No contexto da língua inglesa, o avesso da educação decolonial e libertadora seria um inglês colonialista, baseado no “depósito” de modelos únicos de aprendizado. “A questão ‘ah, você não fala inglês direito, você não fala como nativo’… Que é o ‘complexo do vira-lata’. Por exemplo, quando se vê anúncios que promovem aulas de inglês com professores nativos. Isso é um problema, pois perpetua a ideia de que só se fala inglês direito se for nativo. (…) É importante entender isso, que nós não somos menores, que professores brasileiros de inglês têm o mesmo valor que professores de fora. E que cada professor traz uma bagagem única”, comenta.
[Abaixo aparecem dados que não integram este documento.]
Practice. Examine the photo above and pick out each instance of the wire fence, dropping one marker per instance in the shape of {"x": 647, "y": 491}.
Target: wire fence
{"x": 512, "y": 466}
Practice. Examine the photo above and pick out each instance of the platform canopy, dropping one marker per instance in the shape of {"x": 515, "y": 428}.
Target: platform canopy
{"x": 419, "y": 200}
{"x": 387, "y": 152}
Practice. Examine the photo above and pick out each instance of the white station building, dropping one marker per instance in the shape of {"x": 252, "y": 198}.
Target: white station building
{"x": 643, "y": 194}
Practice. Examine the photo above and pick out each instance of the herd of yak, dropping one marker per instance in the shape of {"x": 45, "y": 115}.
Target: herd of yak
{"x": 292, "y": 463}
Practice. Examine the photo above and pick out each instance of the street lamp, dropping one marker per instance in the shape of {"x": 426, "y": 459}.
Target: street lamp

Para ajudar a efetivar essa visão, Janaina acredita que é importante valorizar o saber, a experiência e o conhecimento de pessoas negras. “Devemos ouvir as associações de professores, universidades e a gente tem que agir no governo também (…) precisamos de mais docentes fazendo pesquisas, principalmente envolvendo professores negros e mulheres. Essas pesquisas precisam ser participativas, ouvindo todas as partes envolvidas”.
Nesse sentido, acredita que a participação de pessoas marginalizadas em espaços de poder pode ajudar a efetivar esse sentimento de representação e aceitação da diversidade, dos saberes e práticas tidos como oficiais “Eu conheci a Marielle [Franco], conversava com a Marielle e dizia para ela ‘você não pode se entregar, tem que fazer um trabalho legal, porque não dá pra errar’. E ela não errou, mas mataram ela”.
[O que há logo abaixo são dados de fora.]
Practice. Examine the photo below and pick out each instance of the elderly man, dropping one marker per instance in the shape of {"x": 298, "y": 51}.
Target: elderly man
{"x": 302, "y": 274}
A luta continua por meio de outras pessoas, como Anielle Franco, irmã de Marielle e aluna de Janaina. Anielle foi recentemente empossada como Ministra da Igualdade Racial. “Tenho agora a minha aluna como ministra. Ela fez menções a mim [no discurso de posse], e me colocou no mesmo nível de Angela Davis, Carolina de Jesus e Conceição Evaristo. (…) Fico muito emocionada porque Anielle está lá. Eu sempre falo ‘não se esqueça de onde você veio. Se vai subir, não esqueça de onde veio”.
Anielle Franco compartilha com Janaina o entendimento de que o inglês decolonial pode servir como instrumento de emancipação social. Assim como Janaina, Anielle tem formação em língua inglesa. Após a morte da irmã, criou projetos educacionais em que democratiza, entre outros saberes, o conhecimento de língua inglesa. A ideia é dar oportunidades às meninas negras de favelas cariocas.
Janaina pontua que é importante que as pessoas que não escutadas lutem pela sua voz. E vê o inglês, numa perspectiva emancipadora, como ferramenta para a conquista de dignidade e cidadania. Foi assim para ela, e também para Anielle. Sugerir o protagonismo dos excluídos, não significa retirar a responsabilidade dos demais. Como explica Janaína, esperançosa por sociedades e língua inglesa mais democráticas. “Não é preciso ser negro para discutir questões de racismo, nem indígena para discutir questões dos povos originários, nem homossexual para discutir homofobia, nem mulher para discutir questões de gênero. Precisamos discutir com nossos colegas de modo geral, para mudar e diminuir o preconceito”.